Alessio Cortellini, MD
The researchers analyzed data from the Thoracic Cancers International COVID-19 Collaboration (TERAVOLT), which is an active global registry that was established in March 2020 to understand the impact of COVID-19 infection on patients with thoracic malignancies in academic and community practices globally.
In total, 114 centers across 19 countries have activated the study, and 92 have contributed data. Eligibility criteria were patients with thoracic cancer (non–small cell lung cancer, small cell lung cancer, mesothelioma, thymic epithelial tumors, and other neuroendocrine tumors with pulmonary origin) with a COVID-19 diagnosis defined as any of the following: laboratory-confirmed (using RT12 PCR/serology) infection, or suspected SARS–CoV-2 infection based on radiologic findings consistent with COVID-19 pneumonia and clinical symptoms (ie, fever > 99.5°C, cough, oxygen saturation decrease of at least 5%, cough, diarrhea, otitis, dysgeusia, myalgia, arthralgia, conjunctivitis, and rhinorrhea).
In addition to reporting on outcomes associated with morbidity and mortality, TERAVOLT aims to determine the risk factors associated with poor outcomes, as well as provide practitioners with real-time data on therapies that may impact COVID-19 survival, and evaluate long-term impacts on care for patients with both curable and incurable thoracic malignancies.
Factors Contributing to Mortality
As of April 15, 2021, the researchers had evaluated 1,491 patients from 18 countries. With a mean observation period of 42 days, Dr. Cortellini, of Imperial College London, and co-researchers reported 361 events with an all-cause case fatality rate of 24.2%.
The fast-backward step-down selection then identified seven major determinants of death from more than 70 variables analyzed:
- Eastern Cooperative Oncology Group (ECOG) performance status (odds ratio = [OR] 2.47, 1.87–3.26)
- Neutrophil count (OR = 2.46, 1.76–3.44)
- Serum procalcitonin (OR = 2.37, 1.64–3.43)
- Tumor stage at COVID-19 diagnosis (OR = 1.97, 1.46–2.66)
- Development of pneumonia (OR = 1.95, 1.48–2.58)
- C-reactive protein (OR = 1.90, 1.43–2.51)
- Age (OR = 1.71, 1.29–2.26).
Given the disease characteristics and the common target organ, patients with thoracic malignancies have been shown to experience higher morbidity and mortality from SARS–CoV-2 infection, with case fatality rates ranging from 22% to 41%, according to literature. Poor ECOG performance status demonstrated the strongest association with poor outcome from COVID-19.
“Despite the ongoing efforts, including immunization campaigns and increased capacity, SARS–CoV-2 will still impact the continuity of care of patients with cancer, at least to a certain extent.

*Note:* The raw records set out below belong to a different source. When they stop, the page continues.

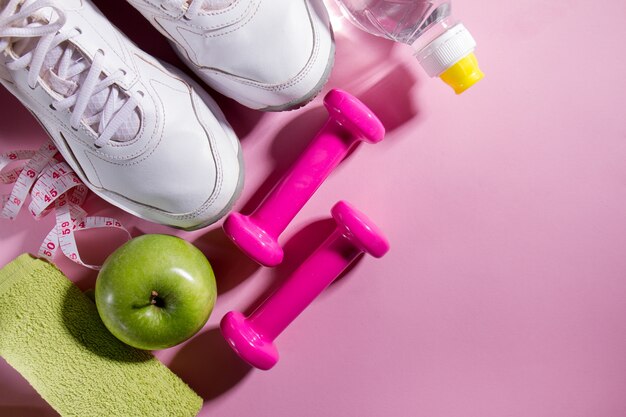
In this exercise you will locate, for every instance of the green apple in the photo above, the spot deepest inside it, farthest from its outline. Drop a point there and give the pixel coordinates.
(155, 291)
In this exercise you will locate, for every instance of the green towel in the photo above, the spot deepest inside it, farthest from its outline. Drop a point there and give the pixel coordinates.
(52, 334)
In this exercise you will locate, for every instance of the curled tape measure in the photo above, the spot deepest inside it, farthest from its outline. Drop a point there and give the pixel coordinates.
(52, 185)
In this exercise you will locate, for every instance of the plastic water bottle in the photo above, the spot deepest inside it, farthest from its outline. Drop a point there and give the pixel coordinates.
(442, 45)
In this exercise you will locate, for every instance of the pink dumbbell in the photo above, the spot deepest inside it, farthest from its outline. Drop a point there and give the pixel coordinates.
(253, 337)
(349, 122)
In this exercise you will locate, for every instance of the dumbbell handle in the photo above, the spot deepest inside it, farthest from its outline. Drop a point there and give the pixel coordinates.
(304, 177)
(304, 285)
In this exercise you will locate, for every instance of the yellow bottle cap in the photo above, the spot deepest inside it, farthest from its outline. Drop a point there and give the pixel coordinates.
(464, 74)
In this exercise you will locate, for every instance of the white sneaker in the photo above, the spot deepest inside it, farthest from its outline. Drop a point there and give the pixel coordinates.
(266, 54)
(135, 131)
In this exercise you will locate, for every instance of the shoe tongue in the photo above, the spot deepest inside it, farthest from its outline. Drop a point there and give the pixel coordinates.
(210, 5)
(51, 74)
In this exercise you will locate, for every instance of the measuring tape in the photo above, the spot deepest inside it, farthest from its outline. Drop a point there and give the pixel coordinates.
(52, 185)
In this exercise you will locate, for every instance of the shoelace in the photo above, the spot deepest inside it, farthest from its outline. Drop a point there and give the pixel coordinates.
(14, 24)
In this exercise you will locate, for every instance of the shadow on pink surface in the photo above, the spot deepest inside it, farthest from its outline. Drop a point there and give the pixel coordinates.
(18, 398)
(231, 266)
(208, 365)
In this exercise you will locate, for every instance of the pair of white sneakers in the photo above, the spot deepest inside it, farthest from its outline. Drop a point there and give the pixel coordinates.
(140, 133)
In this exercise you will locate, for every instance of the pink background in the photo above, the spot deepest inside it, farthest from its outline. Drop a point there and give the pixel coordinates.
(504, 293)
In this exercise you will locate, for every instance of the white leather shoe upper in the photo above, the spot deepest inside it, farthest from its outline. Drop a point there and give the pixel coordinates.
(172, 158)
(266, 54)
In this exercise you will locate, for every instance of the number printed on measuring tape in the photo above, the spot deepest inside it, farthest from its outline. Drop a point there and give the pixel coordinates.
(52, 185)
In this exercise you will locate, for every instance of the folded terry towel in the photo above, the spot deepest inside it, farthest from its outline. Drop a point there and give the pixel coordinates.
(52, 334)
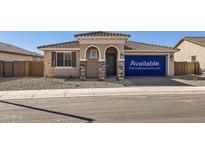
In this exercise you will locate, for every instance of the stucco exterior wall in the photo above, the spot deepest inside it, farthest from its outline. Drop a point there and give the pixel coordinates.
(169, 61)
(188, 49)
(14, 57)
(102, 48)
(57, 71)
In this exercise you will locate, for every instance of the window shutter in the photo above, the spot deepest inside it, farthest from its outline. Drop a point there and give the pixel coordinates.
(73, 59)
(53, 59)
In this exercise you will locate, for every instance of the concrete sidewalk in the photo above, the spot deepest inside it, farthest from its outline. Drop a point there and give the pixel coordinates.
(27, 94)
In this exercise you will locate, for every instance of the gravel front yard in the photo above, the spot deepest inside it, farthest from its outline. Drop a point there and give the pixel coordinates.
(32, 83)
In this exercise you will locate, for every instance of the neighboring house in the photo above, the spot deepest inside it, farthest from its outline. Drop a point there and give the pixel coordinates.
(192, 49)
(103, 54)
(10, 52)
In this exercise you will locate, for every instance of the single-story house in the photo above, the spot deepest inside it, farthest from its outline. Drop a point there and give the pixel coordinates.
(102, 54)
(10, 52)
(192, 49)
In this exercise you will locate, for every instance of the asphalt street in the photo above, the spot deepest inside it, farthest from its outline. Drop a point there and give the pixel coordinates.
(108, 109)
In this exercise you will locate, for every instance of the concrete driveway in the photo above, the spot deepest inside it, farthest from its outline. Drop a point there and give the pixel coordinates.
(139, 108)
(154, 81)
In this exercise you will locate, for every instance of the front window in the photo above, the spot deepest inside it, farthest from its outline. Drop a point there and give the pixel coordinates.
(93, 54)
(64, 59)
(193, 58)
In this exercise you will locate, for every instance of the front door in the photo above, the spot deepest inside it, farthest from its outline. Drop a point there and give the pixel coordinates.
(111, 64)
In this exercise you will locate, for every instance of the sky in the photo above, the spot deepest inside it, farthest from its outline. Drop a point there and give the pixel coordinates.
(31, 39)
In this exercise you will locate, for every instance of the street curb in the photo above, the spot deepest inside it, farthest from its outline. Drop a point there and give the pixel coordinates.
(94, 92)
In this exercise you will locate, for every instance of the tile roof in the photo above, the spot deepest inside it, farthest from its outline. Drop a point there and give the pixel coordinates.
(102, 34)
(131, 46)
(4, 47)
(196, 40)
(73, 44)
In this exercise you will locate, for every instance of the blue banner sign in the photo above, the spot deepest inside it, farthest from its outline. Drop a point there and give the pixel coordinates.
(145, 65)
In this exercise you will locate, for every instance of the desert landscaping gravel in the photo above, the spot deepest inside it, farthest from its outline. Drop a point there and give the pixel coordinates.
(55, 83)
(35, 83)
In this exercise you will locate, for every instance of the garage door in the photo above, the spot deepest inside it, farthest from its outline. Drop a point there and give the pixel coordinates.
(145, 65)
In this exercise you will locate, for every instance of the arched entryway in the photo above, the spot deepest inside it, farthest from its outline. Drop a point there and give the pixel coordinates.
(92, 56)
(111, 55)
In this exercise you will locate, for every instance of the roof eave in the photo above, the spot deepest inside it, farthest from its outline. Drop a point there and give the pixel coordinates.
(152, 51)
(63, 49)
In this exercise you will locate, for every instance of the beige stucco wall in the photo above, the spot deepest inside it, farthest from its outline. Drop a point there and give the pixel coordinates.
(188, 49)
(102, 48)
(169, 61)
(57, 71)
(14, 57)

Against the evolving scenario, we provided a comprehensive and powered prognostication system that can be a useful tool for clinicians.” said Dr. Cortellini.

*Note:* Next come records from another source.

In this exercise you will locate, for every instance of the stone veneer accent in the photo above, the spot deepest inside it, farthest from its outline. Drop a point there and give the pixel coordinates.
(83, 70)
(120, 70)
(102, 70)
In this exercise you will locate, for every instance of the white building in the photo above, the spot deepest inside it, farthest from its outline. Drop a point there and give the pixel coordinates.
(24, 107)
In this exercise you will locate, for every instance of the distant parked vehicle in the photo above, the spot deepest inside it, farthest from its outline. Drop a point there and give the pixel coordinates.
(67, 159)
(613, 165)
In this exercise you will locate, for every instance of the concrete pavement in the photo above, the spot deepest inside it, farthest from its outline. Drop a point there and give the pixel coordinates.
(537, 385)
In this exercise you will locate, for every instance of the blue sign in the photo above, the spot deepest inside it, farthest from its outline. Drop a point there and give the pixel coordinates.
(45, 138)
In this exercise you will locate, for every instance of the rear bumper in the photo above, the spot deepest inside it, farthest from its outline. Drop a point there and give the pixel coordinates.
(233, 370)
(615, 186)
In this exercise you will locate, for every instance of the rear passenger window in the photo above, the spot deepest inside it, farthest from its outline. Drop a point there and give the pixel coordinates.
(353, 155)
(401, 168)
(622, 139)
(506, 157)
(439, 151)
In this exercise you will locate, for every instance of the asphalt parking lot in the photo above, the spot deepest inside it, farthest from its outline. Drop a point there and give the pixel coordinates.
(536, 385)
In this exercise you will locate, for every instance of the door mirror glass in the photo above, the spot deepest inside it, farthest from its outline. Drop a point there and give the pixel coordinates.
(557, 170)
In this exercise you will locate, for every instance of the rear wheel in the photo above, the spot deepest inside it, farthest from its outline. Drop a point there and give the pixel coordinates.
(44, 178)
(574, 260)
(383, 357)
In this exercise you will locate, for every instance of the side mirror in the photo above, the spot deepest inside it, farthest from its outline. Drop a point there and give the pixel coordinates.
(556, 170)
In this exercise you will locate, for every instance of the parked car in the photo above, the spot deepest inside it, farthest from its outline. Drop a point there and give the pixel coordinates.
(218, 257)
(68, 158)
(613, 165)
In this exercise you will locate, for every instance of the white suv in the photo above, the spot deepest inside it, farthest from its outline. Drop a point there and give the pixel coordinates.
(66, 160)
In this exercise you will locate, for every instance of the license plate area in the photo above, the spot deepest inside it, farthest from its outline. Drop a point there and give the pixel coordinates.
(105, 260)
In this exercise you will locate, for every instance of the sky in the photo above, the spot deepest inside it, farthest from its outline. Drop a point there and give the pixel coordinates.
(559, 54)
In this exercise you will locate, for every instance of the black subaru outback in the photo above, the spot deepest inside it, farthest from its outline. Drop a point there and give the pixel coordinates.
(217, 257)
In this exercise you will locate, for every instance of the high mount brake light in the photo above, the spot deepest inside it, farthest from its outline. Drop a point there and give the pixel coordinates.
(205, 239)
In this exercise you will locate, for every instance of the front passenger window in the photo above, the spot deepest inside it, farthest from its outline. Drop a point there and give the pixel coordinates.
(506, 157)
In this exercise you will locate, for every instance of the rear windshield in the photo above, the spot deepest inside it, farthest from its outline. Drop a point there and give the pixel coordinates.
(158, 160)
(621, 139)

“Currently, this analysis did not look at the impact of COVD-19 vaccination. The TERAVOLT database was recently updated to capture information about vaccination status, as well as information about the specific variants. A separate analysis will be performed with the new data,” added first study author Jennifer G. Whisenant, PhD, of Vanderbilt University.
Disclosure: For full disclosures of the study authors, visit jto.org.